Individueller Konservatismus vs. kollektivistischer Konservatismus


Übersicht

Wir leben in einer Zeit, in der viel über Konservatismus diskutiert und das Gegenstück dazu "progressiv" genannt wird.  Beides davon ist denkwürdig. Denn dabei muss man sich zwei Fragen stellen:

1. Warum muss über Konservatismus diskutiert werden?

2. Ist es fortschrittlich (progressiv), nicht-konservativ zu sein?

Ich werde im folgenden versuchen, beide Fragen zu beantworten. Als Libertärer, der die Freiheit des Individuums anstrebt, habe ich mir vor allem Gedanken darüber gemacht, ob konservativ gleich konservativ ist. Meiner Theorie nach muss man nämlich streng zwischen individuellem und kollektivistischem Konservatismus unterscheiden.

Dabei werden dann u.a. weitere folgende Fragen geklärt: 

3. Warum muss man unterscheiden?

4. Warum wird Konservatismus vor allem mit Tradition und Religion gleich gesetzt?

5. Warum sind "konservative" Gläubige einiger Religionen homophob?

6. Brauchen wir Konservatismus?


Was ist Konservatismus?

Wie schon angesprochen, wird Konservatismus assoziiert mit Rückschritt, Tradition, verstaubt, alt, unnütz, nicht modern etc. Selten jedoch wird dabei geklärt, was Konservatismus tatsächlich ist. Um das herauszufinden gibt es einen einfachen Trick, der so selten genutzt wird, dass man darüber ein ganzes Buch schreiben könnte. Es würde dann wohl so etwa "Sprachverfall - warum Definitionen Gold wert sind" heißen. Also, der Trick ist, sich über die Herkunft des Wortes zu informieren - wobei man schnell auf den Trichter kommt, dass es aus dem Lateinischen kommt - und das lateinische Wort "conservare" übersetzt. 

Die Überraschung: Es heißt nicht "Rückschritt" oder "Staub", sondern "erhalten", "bewahren" oder auch "sparen". Kann man sogar schon bei der Wikipedia-Seite zu Konservatismus lesen. Darauf hätte man auch kommen können, wenn man an Konservendosen denkt. Denn wofür sind diese gut? - Man kann Nahrungsmittel extrem lange darin aufbewahren.

Im Prinzip dürfte damit alles geklärt sein und ich könnte aufhören zu schreiben. Allerdings scheint es wohl so zu sein, dass obwohl Wikipedia wohl eine der meistbesuchtesten Seiten ist, kaum jemand auf den Gedanken kommt, sich mit ständig verwendeten Begriffen auseinander zu setzen, sie entsprechend zu verwenden und sich dafür einzusetzen, dass wir wieder zu definitionsgemäßen Begrifflichkeiten zurückkommen und nicht jeder seine eigene Definition verwendet und diese dann bei Bedarf wechselt wie seine Unterhosen. 

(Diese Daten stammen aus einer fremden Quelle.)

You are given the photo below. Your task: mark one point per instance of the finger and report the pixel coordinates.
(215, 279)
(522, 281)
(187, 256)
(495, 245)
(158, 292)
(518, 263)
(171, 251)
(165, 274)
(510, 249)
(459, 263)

Kollektivistischer Konservatismus

Konservatismus bedeutet also "erhalten". Viele Leute wollen Dinge erhalten, kritisieren die Wegwerfgesellschaft und gehen mit Jutebeutel einkaufen. Oft die selben Leute, die konservative Mitmenschen als "ewig gestrig" bezeichnen. Konservative wollen meistens ihre Kultur, ihre Religion oder ihr Land erhalten. Was muss dafür getan werden? Man muss das zu bewahrende Objekt pflegen und vor ungewollter und potentiell destruktiver Veränderung schützen. 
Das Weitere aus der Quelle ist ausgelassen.